贈り物に込めるのは、明日を楽にするという優しさ
実は私、かつては魚市場で「競り人(せりにん)」として働いていました。まだ夜も明けないうちから、凍えるような寒さの中で、どの魚が一番良いかを見極める毎日。そこで学んだのは、魚の良さは見た目だけでは決まらないということです。同じ名前の魚でも、育った海や、獲れた時期、そしてその後の扱いで、味はまったく別物になります。
市場の空気は、厳しくて嘘がありません。そこで鍛えた「本物を見分ける力」を、今度は誰かの幸せな食卓のために役立てたい。そう思って、次にお弁当作りの世界に飛び込みました。そこで作ったお弁当は、全部で200万食。膨大な数のお弁当を作る中で、私がずっと考え続けてきたことがあります。
それは「冷めてもおいしい魚」をどう作るか、ということです。焼きたての熱々がおいしいのは、当たり前ですよね。でも、お弁当や食卓では、少し時間が経ってから食べることも多い。時間が経っても身がしっとりと柔らかく、魚の旨みがギュッと詰まったままにするには、どうすればいいのか。
何度も失敗して、ようやく辿り着いた答え。それが、神楽饗(かぐらきょう)の「低温熟成」と「特選麹(とくせんこうじ)」を組み合わせる方法でした。これは単なる料理のやり方ではありません。魚が持っている本来の力を、じっくり時間をかけて「旨み」に変えていく、魔法のような工程なのです。
ここで、一つ考えてみてほしいことがあります。あなたが贈り物をしたあと、それを受け取ったおうちでは何が起きるでしょうか。
もし、調理にすごく手間がかかったり、キッチンが煙だらけになったり、後片付けが大変だったりしたら。せっかくの贈り物も、お母さんの仕事を増やしてしまうことになります。お父さんが自分で料理をする場合でも、準備が面倒だと、せっかくの魚が冷凍庫の奥に忘れられてしまうかもしれません。
私たちが目指したのは、届いた瞬間に「今日はこれがあるから、ご飯作りが楽になる。しかも最高においしい」と思ってもらえる体験です。一切れずつ丁寧にパックされていて、焼くだけ。それだけで、一流の料理屋さんの味が食卓に並ぶ。その「心のゆとり」こそが、お父さんやお母さんにとって、何よりのプレゼントになるはずです。
喉が鳴る。麹が引き出すキングサーモンの深み
神楽饗の自慢は「熟成キングサーモン麹漬け」です。この魚を焼くシーンを、ちょっと想像してみてください。
フライパンにクッキングシートを敷いて、弱火でじっくり焼いていきます。しばらくすると、麹(こうじ)のふわっと甘い香りが部屋中に広がります。それは、お味噌ともお醤油とも違う、どこか懐かしくて、お腹がグーッと鳴ってしまうような、とても良い香りです。

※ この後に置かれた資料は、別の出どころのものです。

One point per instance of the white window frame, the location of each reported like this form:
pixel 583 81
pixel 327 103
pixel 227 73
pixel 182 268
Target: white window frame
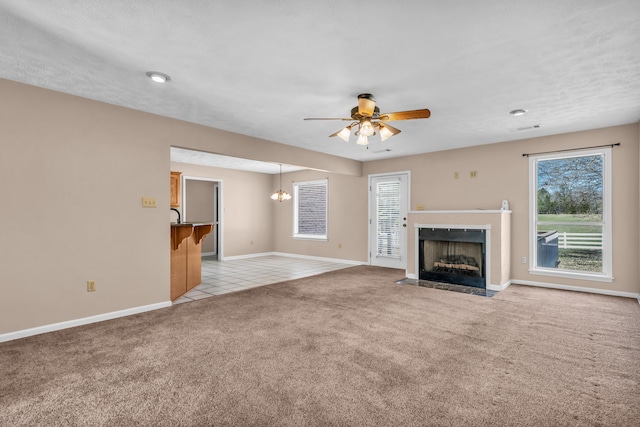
pixel 296 198
pixel 606 274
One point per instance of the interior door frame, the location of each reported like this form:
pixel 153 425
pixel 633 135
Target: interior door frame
pixel 370 232
pixel 220 200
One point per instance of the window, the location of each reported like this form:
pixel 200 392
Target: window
pixel 310 209
pixel 571 214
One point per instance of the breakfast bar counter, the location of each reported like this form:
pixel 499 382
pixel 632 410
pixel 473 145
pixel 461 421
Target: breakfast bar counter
pixel 186 256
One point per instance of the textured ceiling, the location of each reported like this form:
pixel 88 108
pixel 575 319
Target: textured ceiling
pixel 259 67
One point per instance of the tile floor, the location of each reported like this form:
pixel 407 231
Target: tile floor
pixel 221 277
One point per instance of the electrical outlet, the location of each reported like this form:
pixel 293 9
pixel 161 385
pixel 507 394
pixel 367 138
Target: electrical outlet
pixel 148 202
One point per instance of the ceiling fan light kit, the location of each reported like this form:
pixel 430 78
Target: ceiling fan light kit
pixel 368 119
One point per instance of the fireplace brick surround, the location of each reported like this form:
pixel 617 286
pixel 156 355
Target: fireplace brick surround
pixel 496 223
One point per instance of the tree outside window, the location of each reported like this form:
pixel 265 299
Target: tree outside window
pixel 570 215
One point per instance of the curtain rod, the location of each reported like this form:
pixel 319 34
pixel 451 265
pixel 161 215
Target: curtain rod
pixel 571 149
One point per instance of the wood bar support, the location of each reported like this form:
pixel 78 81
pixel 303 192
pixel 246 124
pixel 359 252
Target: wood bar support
pixel 186 256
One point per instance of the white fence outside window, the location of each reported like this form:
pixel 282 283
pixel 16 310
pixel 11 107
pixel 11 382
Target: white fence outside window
pixel 579 240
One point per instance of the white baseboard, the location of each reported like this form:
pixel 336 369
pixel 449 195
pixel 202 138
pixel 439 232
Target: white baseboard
pixel 499 287
pixel 83 321
pixel 315 258
pixel 577 289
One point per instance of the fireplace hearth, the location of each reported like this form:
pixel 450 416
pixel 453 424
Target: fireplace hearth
pixel 453 256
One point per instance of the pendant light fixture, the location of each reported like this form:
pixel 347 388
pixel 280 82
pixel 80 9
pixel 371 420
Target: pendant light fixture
pixel 280 195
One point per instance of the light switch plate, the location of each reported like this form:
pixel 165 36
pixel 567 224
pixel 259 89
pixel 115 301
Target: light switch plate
pixel 148 202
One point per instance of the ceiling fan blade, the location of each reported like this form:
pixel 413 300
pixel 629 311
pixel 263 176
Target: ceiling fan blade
pixel 406 115
pixel 391 128
pixel 366 104
pixel 332 118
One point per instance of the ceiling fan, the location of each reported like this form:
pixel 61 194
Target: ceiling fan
pixel 367 119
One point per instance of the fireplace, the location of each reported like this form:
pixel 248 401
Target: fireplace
pixel 453 256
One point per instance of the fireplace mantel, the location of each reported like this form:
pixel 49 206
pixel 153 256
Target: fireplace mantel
pixel 498 226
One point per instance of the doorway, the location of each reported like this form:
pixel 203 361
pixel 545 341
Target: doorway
pixel 201 201
pixel 388 208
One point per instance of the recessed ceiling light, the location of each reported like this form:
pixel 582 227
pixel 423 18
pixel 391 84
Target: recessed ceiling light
pixel 158 77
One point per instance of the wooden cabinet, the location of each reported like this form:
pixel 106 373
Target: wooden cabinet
pixel 175 189
pixel 186 257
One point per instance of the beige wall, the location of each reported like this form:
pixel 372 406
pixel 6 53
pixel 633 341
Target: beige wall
pixel 73 172
pixel 347 221
pixel 72 175
pixel 502 173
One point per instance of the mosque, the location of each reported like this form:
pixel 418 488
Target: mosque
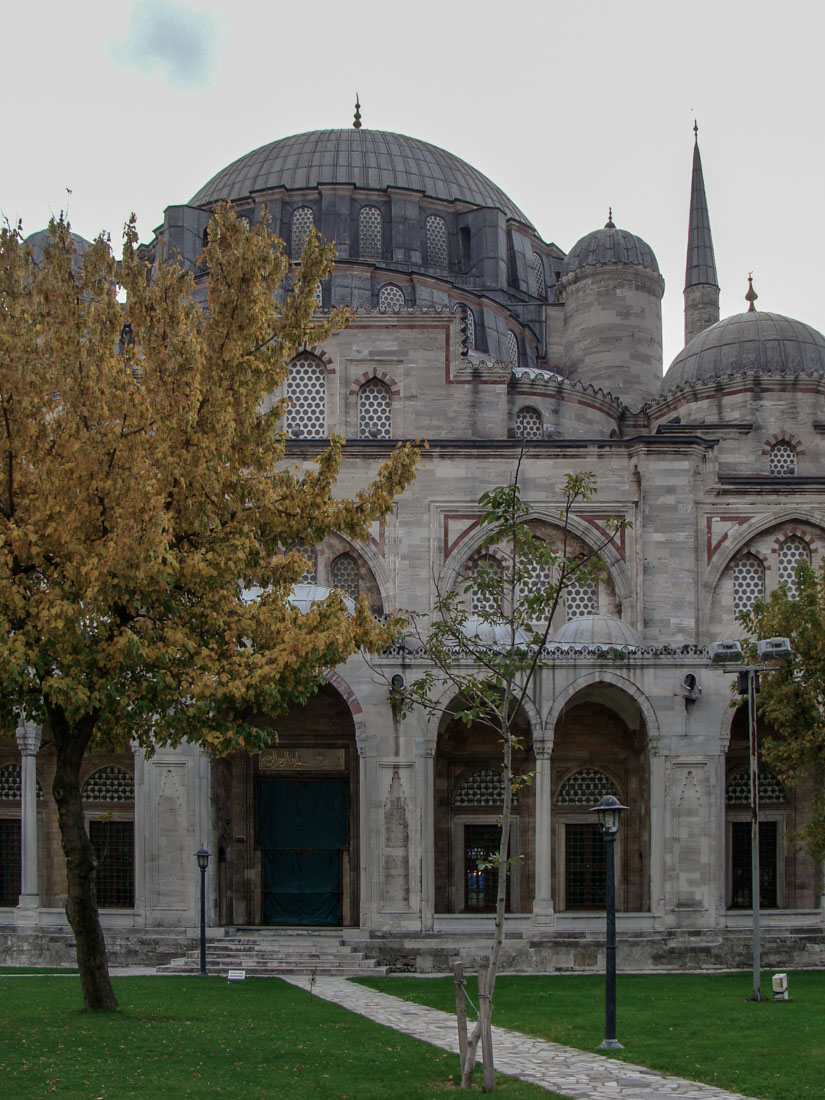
pixel 471 331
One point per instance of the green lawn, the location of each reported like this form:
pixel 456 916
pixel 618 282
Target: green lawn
pixel 202 1037
pixel 700 1026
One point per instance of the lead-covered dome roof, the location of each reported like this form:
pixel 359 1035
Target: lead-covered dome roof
pixel 370 160
pixel 608 246
pixel 754 341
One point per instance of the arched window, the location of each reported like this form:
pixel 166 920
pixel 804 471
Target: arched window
pixel 370 233
pixel 470 321
pixel 391 297
pixel 485 568
pixel 528 424
pixel 306 389
pixel 437 255
pixel 111 832
pixel 748 582
pixel 581 597
pixel 791 552
pixel 538 266
pixel 301 226
pixel 344 575
pixel 783 459
pixel 375 410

皮に少し焦げ目がついて、そこから脂がじゅわじゅわと音を立てて溢れ出してきたら、食べごろのサインです。お箸をそっと入れると、身が抵抗なくホロリと崩れます。
冷蔵庫の中で2日間、じっくりと。そうやって休ませた魚の身は、水分をしっかり抱え込んでいます。お箸を入れると、しっとり、そして吸い付くような柔らかさです。
一口食べれば、まず麹の優しい甘みが鼻に抜けます。その後に、キングサーモンの濃い旨みが追いかけてきます。熟成させた脂は、決してしつこくありません。むしろ、お砂糖を使っていないのに「甘い」と感じるほど。
これには、お父さんが楽しみにしている冷えた日本酒や、少し濃いめの焼酎が本当によく合います。魚の生臭さは全くありません。あるのは、熟成によって引き出された、魚本来の深い味わいだけ。これこそが、たくさんの魚を食べてきた「魚好き」を驚かせる理由です。
魚焼きを、もっと自由に、もっと軽やかに

魚好きのお父さんに喜んでもらうのはもちろんですが、その隣で、お母さんにもニコニコしていてほしい。そこで、私から一つアドバイスがあります。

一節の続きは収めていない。